WASHINGTON, D.C. – U.S. Sen. Sherrod Brown (D-OH) announced on Monday more than $160 million in federal resources to combat the opioid crisis in states like Ohio that have been hardest hit by the epidemic. The funding was included as part of the government funding package agreed to late Sunday night.

“As individuals, families and communities across the country continue to be devastated by the opioid epidemic, I’m glad to see more federal resources for individuals and families to get the treatment they need and for law enforcement to combat the flow of these deadly drugs into our communities,” said Brown. “Stemming the tide of the opioid epidemic in Ohio will require the cooperation of federal, state, and local partners, and we know there is more work to be done. I will continue to work with my colleagues in Congress to make sure local communities have the resources they need as we work to tackle the opioid epidemic in Ohio.”

The $160 million includes $10 million funding for statewide anti-heroin task forces, as well as funding for treatment and prevention programs. The bill also fully funds the Comprehensive Addiction and Recovery Act (CARA), which Brown supported. CARA included Brown’s provision to prevent potential overprescribing and misuse of opioids within Medicare by locking those at risk of addiction into one prescriber and one pharmacy to help mitigate the risk of prescribing opioids to at-risk patients. Funding is also included for the U.S. Department of Veterans Affairs (VA) to implement the Jason Simcakoski Memorial Opioid Safety Act, a bill introduced by Brown and Sen. Baldwin (D-WI), which passed into law as part of CARA and will help provide safer and more effective pain management services to our nation’s veterans.

Last month, Brown announced that the U.S. Department of Health and Human Services (HHS) released $26 million in grant funding to Ohio to bolster efforts to combat the opioid epidemic after he joined Senate colleagues in in a letter to President Trump calling for the release of critical resources that have been designated to address the nation’s opioid epidemic.

Brown urged Governor George “Sonny” Perdue, President Trump’s nominee to serve as the Secretary of U.S. Department of Agriculture (USDA), to continue USDA’s efforts to fight the opioid epidemic in Ohio communities. USDA has helped in the fight against opioids through its Rural Development grant programs, like the Community Facilities Program—which helps rural communities expand local resources like medical facilities and public safety services. Brown also supported a strong Rural Development title in the 2014 Farm Bill to provide economic support to rural communities.

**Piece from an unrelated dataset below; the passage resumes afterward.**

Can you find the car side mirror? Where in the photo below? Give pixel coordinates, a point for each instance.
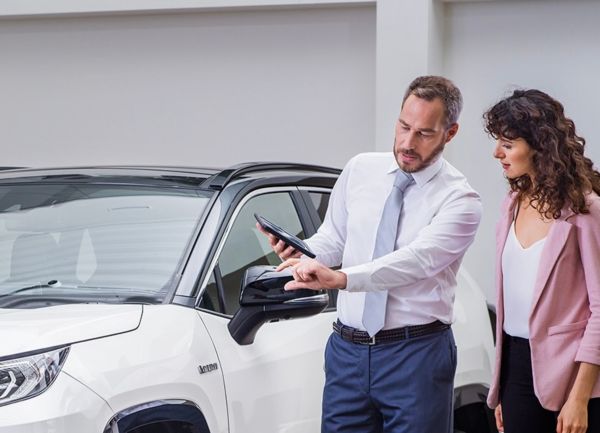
(263, 299)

Last month, Brown also worked with his colleagues Sens. Ed Markey (D-MA), Marco Rubio (R-FL), and Shelley Moore Capito (R-WV) to introduce bipartisan legislation to help U.S. Customs and Border Protection’s (CBP) keep the deadly synthetic opioid, fentanyl, out of the country. Brown’s bill, the INTERDICT Act, would provide CBP with additional high-tech screening equipment and lab resources to detect fentanyl before it enters the U.S. According to a report from the Ohio Department of Health, fentanyl-related overdose deaths in Ohio more than doubled from 503 in 2014 to 1,155 in 2015. Several state and national law enforcement organizations have endorsed Brown’s bill.

Last Congress, Brown introduced legislation that would address the opioid epidemic from prevention to recovery, filling in gaps that would help: boost prevention, improve tools for crisis response for those who fall through the cracks, expand access to treatment, and provide support for lifelong recovery.